A Novel Hybrid Architecture for Image Captioning

Hue Tran Thi; Ha Le Thi; Hai Pham Van; Long Hoang Do; Lan  Luong Thi Hong

doi:10.32913/mic-ict-research-vn.v2024.n2.1295

Hue Tran Thi Vietnam Academy of Science and Technology, Hanoi, Vietnam; Dai Nam University, Hanoi, Vietnam
Ha Le Thi Hanoi College of Industrial Economics, Hanoi, Vietnam
Hai Pham Van Hanoi University of Science and Technology, Hanoi, Vietnam
Long Hoang Do Hanoi University of Science and Technology, Hanoi, Vietnam
Lan Luong Thi Hong Hanoi University of Industry, Hanoi, Vietnam

DOI: https://doi.org/10.32913/mic-ict-research-vn.v2024.n2.1295

Keywords: Image captioning, transformer model, semantic graph, geometry graph

Abstract

Providing descriptions for things, visual objects, or image metadata is called image captioning.

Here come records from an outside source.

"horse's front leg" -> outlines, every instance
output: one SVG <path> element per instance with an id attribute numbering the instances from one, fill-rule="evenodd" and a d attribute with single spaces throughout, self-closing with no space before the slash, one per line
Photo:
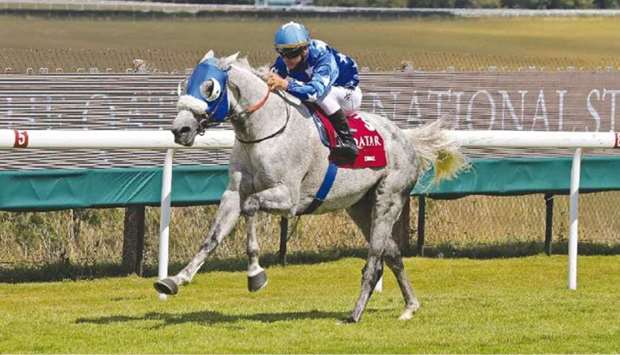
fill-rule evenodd
<path id="1" fill-rule="evenodd" d="M 230 186 L 229 186 L 230 188 Z M 178 274 L 159 280 L 155 283 L 155 289 L 159 293 L 174 295 L 179 286 L 192 281 L 194 275 L 204 264 L 207 256 L 222 242 L 237 224 L 240 214 L 240 197 L 238 190 L 227 190 L 222 196 L 215 222 L 212 224 L 198 253 Z"/>
<path id="2" fill-rule="evenodd" d="M 246 216 L 248 290 L 256 292 L 267 285 L 267 273 L 258 262 L 258 239 L 256 238 L 256 212 L 259 210 L 283 215 L 295 215 L 298 194 L 293 195 L 290 189 L 280 184 L 249 195 L 243 202 L 243 214 Z"/>
<path id="3" fill-rule="evenodd" d="M 248 254 L 248 290 L 256 292 L 267 286 L 267 273 L 258 262 L 258 239 L 256 238 L 256 215 L 245 217 Z"/>
<path id="4" fill-rule="evenodd" d="M 278 184 L 248 196 L 243 202 L 243 213 L 253 215 L 260 210 L 294 216 L 298 200 L 299 193 L 294 194 L 287 185 Z"/>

It involves using computer vision and natural language processing (NLP) methods to extract image features. In this work, we introduced SPNERSAN, a novel hybrid architecture that synergizes the Enhanced Relational Self-Attention Network (ER-SAN), which follows a Transformer-like structure, with our newly developed Subgraph Proposal Network (SPN). The primary objective of this combination is to enhance the image captioning task by leveraging the unique capabilities of both components. Our experiments on the Coco dataset demonstrate that the SPNERSAN model significantly improves the quality of generated captions compared with related methods. Our proposed model performs better in five standard metrics: BLEU, METEOR, ROUGR, CIDER, and SPICE. It indicates its effectiveness in producing coherent and contextually appropriate captions.

Author Biographies

Hue Tran Thi, Vietnam Academy of Science and Technology, Hanoi, Vietnam; Dai Nam University, Hanoi, Vietnam

TRAN THI HUE receive the degree in Computer Science from the Military Technical Academy in 2008. She works at Dai Nam University, Hanoi. Her research interests include artificial intelligence, image processing, machine learning, etc

Ha Le Thi, Hanoi College of Industrial Economics, Hanoi, Vietnam

LE THI HA receive the degree in Computer Science from Hanoi University of Industry in 2011. She works at Hanoi College of Economics and Industry and studied for a master’s degree at Hanoi University of Industry. Her research interests include artificial intelligence, image processing, machine learning, soft computing, etc
Email:

Hai Pham Van, Hanoi University of Science and Technology, Hanoi, Vietnam

PHAM VAN HAI receive a Doctor of Engineering degree (Ph.D.) at Ritsumeikan University (Japan). He is an Associate Professor at the School of Information and Communication Technology, Hanoi University of Science and Technology. His major fields include Artificial Intelligence, Knowledge-Based, Big Data, Soft Computing,
Rule-based, and Fuzzy Systems.

Long Hoang Do, Hanoi University of Science and Technology, Hanoi, Vietnam

Do Hoang Long has been graduated from Hanoi University of Science and Technology in 2024. He works at FPT Software and is pursuing a Master’s degree at the same university. His research focuses on Data Mining, Fuzzy Computing, and Artificial Intelligence.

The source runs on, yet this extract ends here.